File size: 10,667 Bytes

---
license: apache-2.0
tags:
- vision
- hyperspectral
- foundation-model
- image-segmentation
pipeline_tag: image-feature-extraction
---

# HyperVision: Channel-Adaptive Ground-Based Hyperspectral Vision Foundation Models

*This is the official repository for the paper "HyperVision: Channel-Adaptive Ground-Based Hyperspectral Vision Foundation Models".* 
https://arxiv.org/abs/2605.17286

---

🚀 **News:**
- **[2026-07-02]** Pre-trained checkpoints are now available! You can download them from [Hugging Face Checkpoints](https://huggingface.co/IronKitty/HyperVision/tree/main/checkpoints).

---

## 📖 Abstract

While hyperspectral imaging provides rich spatial-spectral information across hundreds of narrow wavelength bands for precise material identification, ground-based hyperspectral pre-trained backbones remain absent, constrained by varying spectral configurations across sensors, the scarcity and inconsistency of labels, and the limited scale and scene diversity of existing datasets. To address these challenges and enable universal perception, we propose HyperVision, the first ground-based hyperspectral pre-trained backbone. First, to handle varying spectral configurations, HyperVision adopts a channel-adaptive dynamic embedding mechanism to map heterogeneous inputs into a unified token space. Second, to address the scarcity and inconsistency of labels, we introduce a multi-source pseudo-labeling method that fuses semantic representations from both spatial structures generated by SAM2 and fine-grained spectral material information extracted by HyperFree. Third, to compensate for limited dataset scale and enrich scene diversity, a cross-modal knowledge distillation mechanism is utilized to transfer rich semantic representations from a pre-trained RGB vision model to our hyperspectral backbone. Pre-trained on a collection of 15k images from 26 diverse ground-based datasets, HyperVision demonstrates exceptional generalization. Requiring only efficient head-only adaptation without adjusting backbone parameters, it achieves state-of-the-art performance compared to task-specific methods across three downstream tasks under varying sensor configurations, yielding up to a 16.3% relative improvement in hyperspectral semantic segmentation $\text{Acc}_{\text{M}}$, a 2.1% relative gain in object tracking AUC, and a 35.5% reduction in salient object detection MAE. The source code and pre-trained model will be publicly available online.

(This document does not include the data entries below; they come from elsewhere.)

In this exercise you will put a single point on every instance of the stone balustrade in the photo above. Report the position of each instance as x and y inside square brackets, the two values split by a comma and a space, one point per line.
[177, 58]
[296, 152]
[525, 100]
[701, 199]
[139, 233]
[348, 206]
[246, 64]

## 🛠️ Main Code (HyperVision)

The core architecture and model initialization utilities are located under the [HyperVision](./HyperVision) directory. 

To initialize the model, you can use the model builder functions from [HyperVision/build_HyperVision.py](./HyperVision/build_HyperVision.py). The pre-trained checkpoints can be downloaded from [Hugging Face Checkpoints](https://huggingface.co/IronKitty/HyperVision/tree/main/checkpoints).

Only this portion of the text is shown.